Chapitre 61
-Ash ?
Je me frotte les yeux et sonde la pièce, il fait sombre mais c'est peut-être le matin, les tentures sont fermées
-Ash ? Répétais-je en tapotant du plat de la main l'endroit où normalement, il devrait être en train dormir
Mais comme je m'y attendait, je ne rencontre que du vide, il n'y a rien, il n'est plus la
En triple vitesse, je me lève, attrape mes chaussons et sors en courant dans le couloir
Je cours mais c'est difficile avec cette saleté de robe de chambre qui se prend dans mes pieds à chaque pas que je fais !
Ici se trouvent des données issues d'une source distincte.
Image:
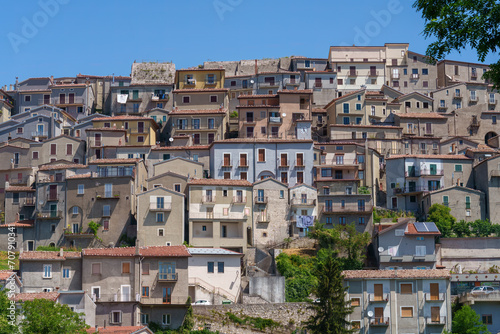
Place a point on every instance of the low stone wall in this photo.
(289, 316)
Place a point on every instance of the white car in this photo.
(482, 290)
(202, 302)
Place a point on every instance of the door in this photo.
(435, 314)
(125, 295)
(434, 291)
(378, 290)
(379, 315)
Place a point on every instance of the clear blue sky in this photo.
(105, 37)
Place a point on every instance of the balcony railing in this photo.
(107, 194)
(39, 134)
(260, 199)
(160, 206)
(208, 199)
(435, 321)
(373, 298)
(49, 214)
(433, 298)
(303, 202)
(239, 200)
(379, 321)
(164, 277)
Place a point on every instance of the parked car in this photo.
(482, 290)
(202, 302)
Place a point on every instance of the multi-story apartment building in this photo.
(410, 177)
(274, 115)
(407, 245)
(220, 213)
(399, 301)
(289, 161)
(465, 203)
(160, 217)
(271, 208)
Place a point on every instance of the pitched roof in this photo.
(49, 255)
(30, 296)
(430, 156)
(220, 182)
(396, 274)
(151, 251)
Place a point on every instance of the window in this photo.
(406, 312)
(406, 288)
(47, 271)
(125, 267)
(116, 317)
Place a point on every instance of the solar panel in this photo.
(431, 227)
(420, 227)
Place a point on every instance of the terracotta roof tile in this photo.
(19, 223)
(200, 111)
(396, 274)
(431, 156)
(62, 166)
(16, 189)
(220, 182)
(152, 251)
(49, 255)
(29, 296)
(421, 115)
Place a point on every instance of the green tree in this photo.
(467, 321)
(481, 228)
(330, 309)
(461, 229)
(440, 215)
(44, 316)
(459, 24)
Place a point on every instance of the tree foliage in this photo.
(44, 316)
(331, 308)
(440, 215)
(460, 24)
(467, 321)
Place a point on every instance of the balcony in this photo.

Alors je l'a remonte le long de mes jambes, un peu plus haut que les genoux et la tient fermement dans mes poings
Je n'ose imaginer l'image que je dois renvoyer, les cheveux en batailles, à moitié dénudée et les joues rouges à force de courir comme une folle à travers les couloirs
Je suis bonne pour l'internement
J'arrive bientôt devant son bureau et d'un grand geste ouvre la porte
Dès que je le vois, assit à son bureau, comme à son habitude, le nez plongé dans ses papiers, je sens tout mon corps se relâcher
-Soledad ? Tu n'arrives plus à dormir ?demande-t-il en relevant la tête
-je...j'ai cru que tu étais parti
-je ne serais pas parti sans te dire au revoir, j'avais juste quelques documents à signer et je ne voulais pas te réveiller
-j'ai eu peur, chuchotais-je
-je suis désolé de t'avoir inquiéter, me répond-y-il en contournant son bureau pour venir me serrer dans ses bras
-je ne veux pas que tu t'en ailles
- je serai vite rentré
Je décide de ne plus insisté, il ne changera pas d'avis, il partira, sans moi
Je colle mon nez dans son cou et inspire à fond
-que fais-tu ?
-je te sens, je veux mémoriser ton odeur
-hé, il m'attrape part les épaules et plonge ses yeux vert dans les miens, je vais revenir, je te le jure
-je sais, répondis-je les larmes aux yeux
-je vais revenir alors ne pleure pas
**
Voilà, le moment que je redoutais le plus est finalement arrivé, nous sommes tous regroupés à l'entrée du château
Ash est en train de parler à son père un peu plus loin, ils chuchotent et d'ici, je ne peux rien entendre
Je ne pleure plus, ça ne sert à rien, il m'a juré qu'il reviendrait, il tiendra parole
Il arrive bientôt à ma hauteur et m'étudie comme s'il voulait retenir chaque détails de mon visage, comme si c'était la dernière fois qu'il me voyait
-tu...tu m'as fait une promesse
-et je tiendrai cette promesse, on se retrouvera mon ange, je te le jure
-je t'aime, chuchotais-je juste pour lui, la tête baissé
-je t'aime aussi
Avec deux de ses doigts, il relève mon menton et dépose un baiser léger comme une plume sur mes lèvres en me souriant
-que fais-tu ? Si il nous voit il va
-je m'en moque, je t'aime et je veux qu'il comprenne bien que s'il tente quoi que ce soit durant mon absence, il le regrettera
Cette fois c'est moi qui prend l'initiative, ce baiser est plus sauvage que le premier, je met tout dedans, mon amour, ma peur, ma détresse, tout
Quand nous nous détachons l'un de l'autre, nous sommes à bout de souffle et l'air qui s'échappe de nos bouches forme de la buée entre nous deux
-je te confie le château en mon absence, tu me promets de faire attention à toi ?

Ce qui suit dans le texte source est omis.